Makrokosmos
Physik
Basiswissen
Als Makrokosmos bezeichnet man die Welt als Ganzes gesehen, das Universum oder den Kosmos. Das Wort Makrokosmos weckt die Idee eines Mikrokosmos, den Bausteinen aus denen der Makrokosmos zusammengesetzt. In der Alchemie und verschiedene anderen theoretischen Ansätzen einer Welterklärung unterstellte man, dass Mikro- und Makrkosmos grundsätzlich wesensgleich aufgebaut sind. Das ist hier kurz aus Sicht der modernen Physik erklärt.

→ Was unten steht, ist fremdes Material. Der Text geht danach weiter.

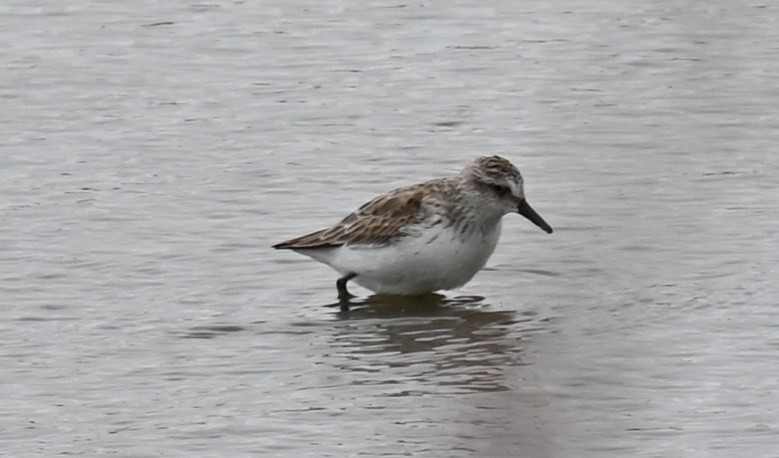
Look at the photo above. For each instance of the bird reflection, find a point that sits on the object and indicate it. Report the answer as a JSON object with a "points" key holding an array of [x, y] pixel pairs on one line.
{"points": [[410, 343]]}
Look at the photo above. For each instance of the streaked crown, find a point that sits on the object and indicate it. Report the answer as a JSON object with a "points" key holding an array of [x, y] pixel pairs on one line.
{"points": [[496, 171]]}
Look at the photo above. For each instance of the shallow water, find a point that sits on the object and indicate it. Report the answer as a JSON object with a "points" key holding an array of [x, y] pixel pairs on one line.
{"points": [[153, 151]]}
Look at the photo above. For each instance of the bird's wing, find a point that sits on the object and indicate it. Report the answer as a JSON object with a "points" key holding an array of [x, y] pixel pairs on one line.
{"points": [[377, 222]]}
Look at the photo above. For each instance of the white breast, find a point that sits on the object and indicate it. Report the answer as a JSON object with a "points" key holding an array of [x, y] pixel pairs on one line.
{"points": [[437, 258]]}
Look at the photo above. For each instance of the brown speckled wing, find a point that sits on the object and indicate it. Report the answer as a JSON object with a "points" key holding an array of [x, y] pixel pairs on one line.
{"points": [[377, 222]]}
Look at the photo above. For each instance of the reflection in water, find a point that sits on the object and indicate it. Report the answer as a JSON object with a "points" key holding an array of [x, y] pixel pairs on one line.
{"points": [[418, 345]]}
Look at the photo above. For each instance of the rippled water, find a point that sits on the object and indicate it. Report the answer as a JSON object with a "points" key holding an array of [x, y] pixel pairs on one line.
{"points": [[153, 151]]}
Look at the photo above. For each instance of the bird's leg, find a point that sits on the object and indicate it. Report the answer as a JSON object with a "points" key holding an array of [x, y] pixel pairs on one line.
{"points": [[343, 294]]}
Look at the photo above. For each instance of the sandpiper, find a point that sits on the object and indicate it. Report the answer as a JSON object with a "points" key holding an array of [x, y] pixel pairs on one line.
{"points": [[424, 237]]}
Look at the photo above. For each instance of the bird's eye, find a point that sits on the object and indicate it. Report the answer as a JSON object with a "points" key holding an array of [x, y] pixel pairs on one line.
{"points": [[501, 191]]}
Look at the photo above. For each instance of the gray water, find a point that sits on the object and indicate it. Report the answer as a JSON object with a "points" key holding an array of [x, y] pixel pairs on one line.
{"points": [[151, 152]]}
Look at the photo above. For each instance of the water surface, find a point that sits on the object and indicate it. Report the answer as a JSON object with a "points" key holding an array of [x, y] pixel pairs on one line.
{"points": [[152, 152]]}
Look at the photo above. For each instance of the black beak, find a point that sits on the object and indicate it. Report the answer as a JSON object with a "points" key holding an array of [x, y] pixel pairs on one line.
{"points": [[527, 211]]}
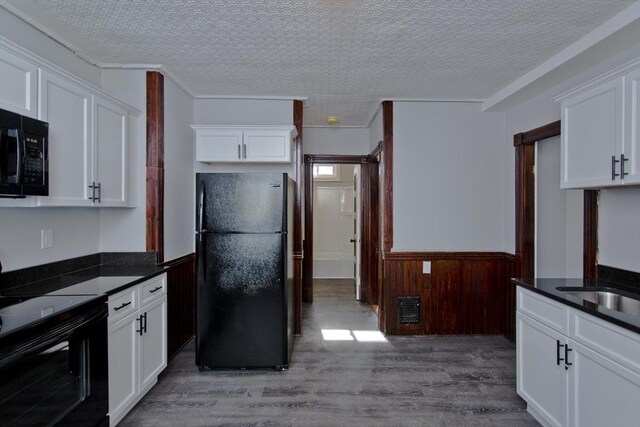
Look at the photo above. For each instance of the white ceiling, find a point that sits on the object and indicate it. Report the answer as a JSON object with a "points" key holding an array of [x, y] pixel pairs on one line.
{"points": [[342, 55]]}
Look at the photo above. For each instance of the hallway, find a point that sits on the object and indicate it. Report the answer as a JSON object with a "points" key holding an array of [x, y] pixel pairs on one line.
{"points": [[352, 376]]}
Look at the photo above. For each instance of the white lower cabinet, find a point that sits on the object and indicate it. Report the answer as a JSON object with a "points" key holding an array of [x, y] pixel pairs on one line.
{"points": [[137, 344], [602, 392], [580, 371], [540, 380]]}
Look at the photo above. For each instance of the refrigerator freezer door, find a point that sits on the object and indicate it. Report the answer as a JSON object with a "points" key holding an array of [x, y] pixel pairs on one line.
{"points": [[241, 305], [241, 203]]}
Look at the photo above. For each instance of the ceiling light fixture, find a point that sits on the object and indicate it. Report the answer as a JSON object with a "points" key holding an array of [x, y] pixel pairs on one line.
{"points": [[332, 120]]}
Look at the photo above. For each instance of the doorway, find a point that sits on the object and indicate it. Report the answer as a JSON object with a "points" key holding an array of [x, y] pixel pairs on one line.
{"points": [[336, 235], [351, 198]]}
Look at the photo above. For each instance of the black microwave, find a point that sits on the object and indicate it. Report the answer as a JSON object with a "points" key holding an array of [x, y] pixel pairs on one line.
{"points": [[24, 169]]}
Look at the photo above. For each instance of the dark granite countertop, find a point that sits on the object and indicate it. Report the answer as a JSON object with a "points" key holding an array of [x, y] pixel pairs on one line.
{"points": [[104, 274], [547, 287]]}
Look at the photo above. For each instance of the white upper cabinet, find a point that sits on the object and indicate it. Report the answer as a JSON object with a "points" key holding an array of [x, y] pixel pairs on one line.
{"points": [[110, 161], [67, 108], [600, 131], [267, 145], [632, 127], [18, 84], [243, 144], [89, 131], [218, 145]]}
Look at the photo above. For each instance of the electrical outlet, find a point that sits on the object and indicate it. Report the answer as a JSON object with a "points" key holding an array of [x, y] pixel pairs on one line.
{"points": [[426, 267], [46, 239]]}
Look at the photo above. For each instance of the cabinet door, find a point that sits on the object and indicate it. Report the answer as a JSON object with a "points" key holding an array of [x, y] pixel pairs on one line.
{"points": [[67, 108], [632, 127], [540, 380], [591, 134], [153, 345], [18, 84], [219, 145], [603, 393], [110, 152], [269, 146], [123, 366]]}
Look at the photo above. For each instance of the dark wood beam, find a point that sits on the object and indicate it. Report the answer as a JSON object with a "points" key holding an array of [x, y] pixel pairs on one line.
{"points": [[155, 164]]}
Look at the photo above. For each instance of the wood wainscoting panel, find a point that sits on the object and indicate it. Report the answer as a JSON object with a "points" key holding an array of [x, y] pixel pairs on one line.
{"points": [[466, 292], [405, 279], [181, 288]]}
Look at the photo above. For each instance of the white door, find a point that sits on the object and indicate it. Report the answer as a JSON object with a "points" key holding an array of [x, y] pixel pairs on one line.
{"points": [[67, 108], [110, 156], [541, 381], [153, 347], [599, 388], [357, 229], [123, 365]]}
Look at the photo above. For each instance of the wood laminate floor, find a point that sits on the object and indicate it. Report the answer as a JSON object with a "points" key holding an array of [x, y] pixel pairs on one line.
{"points": [[365, 380]]}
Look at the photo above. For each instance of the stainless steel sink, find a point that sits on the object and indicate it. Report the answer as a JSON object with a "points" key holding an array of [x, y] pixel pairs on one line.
{"points": [[605, 297]]}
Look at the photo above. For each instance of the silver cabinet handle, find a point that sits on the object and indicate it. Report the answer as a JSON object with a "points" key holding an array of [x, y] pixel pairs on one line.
{"points": [[613, 168], [566, 357], [93, 191], [121, 306], [622, 172]]}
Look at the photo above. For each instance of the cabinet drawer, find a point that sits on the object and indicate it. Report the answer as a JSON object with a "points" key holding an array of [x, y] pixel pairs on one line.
{"points": [[618, 344], [545, 310], [153, 289], [123, 303]]}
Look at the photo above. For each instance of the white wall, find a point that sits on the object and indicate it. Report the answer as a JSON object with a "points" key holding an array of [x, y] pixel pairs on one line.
{"points": [[125, 229], [23, 34], [242, 112], [75, 233], [75, 230], [559, 217], [619, 231], [616, 249], [447, 177], [336, 140], [179, 196], [333, 226], [375, 130]]}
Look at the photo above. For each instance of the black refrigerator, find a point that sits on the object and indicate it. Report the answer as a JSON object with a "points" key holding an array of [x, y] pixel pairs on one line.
{"points": [[244, 270]]}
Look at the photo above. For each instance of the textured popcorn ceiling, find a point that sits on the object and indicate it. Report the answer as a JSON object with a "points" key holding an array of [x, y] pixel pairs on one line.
{"points": [[343, 55]]}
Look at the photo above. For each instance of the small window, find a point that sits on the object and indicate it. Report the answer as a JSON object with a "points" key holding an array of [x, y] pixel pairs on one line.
{"points": [[326, 172]]}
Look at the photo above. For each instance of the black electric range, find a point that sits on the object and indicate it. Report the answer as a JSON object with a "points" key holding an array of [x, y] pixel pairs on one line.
{"points": [[53, 360], [19, 313]]}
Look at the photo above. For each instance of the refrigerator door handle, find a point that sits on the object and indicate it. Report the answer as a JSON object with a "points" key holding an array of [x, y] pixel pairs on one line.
{"points": [[200, 207]]}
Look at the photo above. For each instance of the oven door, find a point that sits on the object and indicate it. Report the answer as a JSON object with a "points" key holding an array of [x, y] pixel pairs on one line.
{"points": [[58, 377]]}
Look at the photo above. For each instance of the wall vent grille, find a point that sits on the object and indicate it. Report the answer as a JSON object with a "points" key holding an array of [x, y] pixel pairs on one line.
{"points": [[408, 309]]}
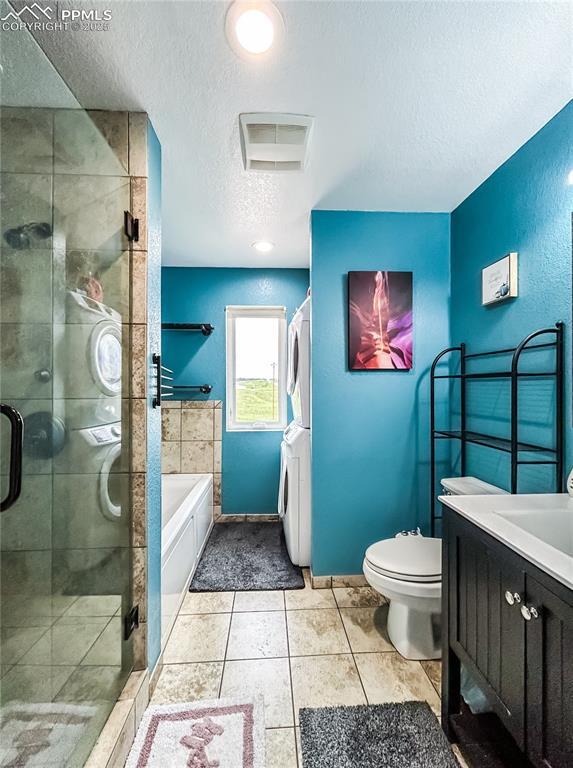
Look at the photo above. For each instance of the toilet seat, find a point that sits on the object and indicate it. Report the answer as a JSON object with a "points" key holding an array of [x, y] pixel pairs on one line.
{"points": [[407, 559]]}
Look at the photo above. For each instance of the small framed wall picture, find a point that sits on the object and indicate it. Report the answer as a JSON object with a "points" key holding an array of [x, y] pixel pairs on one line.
{"points": [[499, 280]]}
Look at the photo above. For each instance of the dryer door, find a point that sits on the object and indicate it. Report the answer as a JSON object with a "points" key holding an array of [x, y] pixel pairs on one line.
{"points": [[105, 357], [289, 501], [110, 484]]}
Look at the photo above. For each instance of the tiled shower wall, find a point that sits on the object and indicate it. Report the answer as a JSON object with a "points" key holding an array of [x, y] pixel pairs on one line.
{"points": [[191, 440], [77, 171]]}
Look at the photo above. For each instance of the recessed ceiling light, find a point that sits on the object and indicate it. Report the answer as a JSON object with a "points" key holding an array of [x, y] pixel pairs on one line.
{"points": [[255, 31], [252, 27], [263, 246]]}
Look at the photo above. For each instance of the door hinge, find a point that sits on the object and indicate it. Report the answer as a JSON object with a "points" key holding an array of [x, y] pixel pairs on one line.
{"points": [[131, 227], [130, 622]]}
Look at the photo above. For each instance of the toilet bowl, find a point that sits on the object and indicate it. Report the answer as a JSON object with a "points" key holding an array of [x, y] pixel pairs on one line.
{"points": [[407, 571]]}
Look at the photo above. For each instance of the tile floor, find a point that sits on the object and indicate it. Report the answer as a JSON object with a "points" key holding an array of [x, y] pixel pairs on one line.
{"points": [[297, 648], [69, 645], [63, 649]]}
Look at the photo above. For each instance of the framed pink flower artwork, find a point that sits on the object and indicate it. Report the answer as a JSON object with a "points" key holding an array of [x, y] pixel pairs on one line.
{"points": [[380, 332]]}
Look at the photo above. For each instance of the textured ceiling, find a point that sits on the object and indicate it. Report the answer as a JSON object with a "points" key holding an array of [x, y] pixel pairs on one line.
{"points": [[416, 103]]}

Mikrokosmos gleich Makrokosmos?
Atome als kleine Sonnensysteme: in der Mitte ist der Atomkern, er entspricht der Sonne. Darum bewegen sich auf kreisähnlichen Bahnen die Planeten oder Elektronen. Die Idee, dass sich Phänomene und Eigenschaften der Welt im Großen auch in kleinen Strukturen wiederfinden war ein Leitgedanke, der in verschiedenen Formen die Welt als harmonisches Ganzes zu erklären versuchte, bis hin in die Politik und den Alltag.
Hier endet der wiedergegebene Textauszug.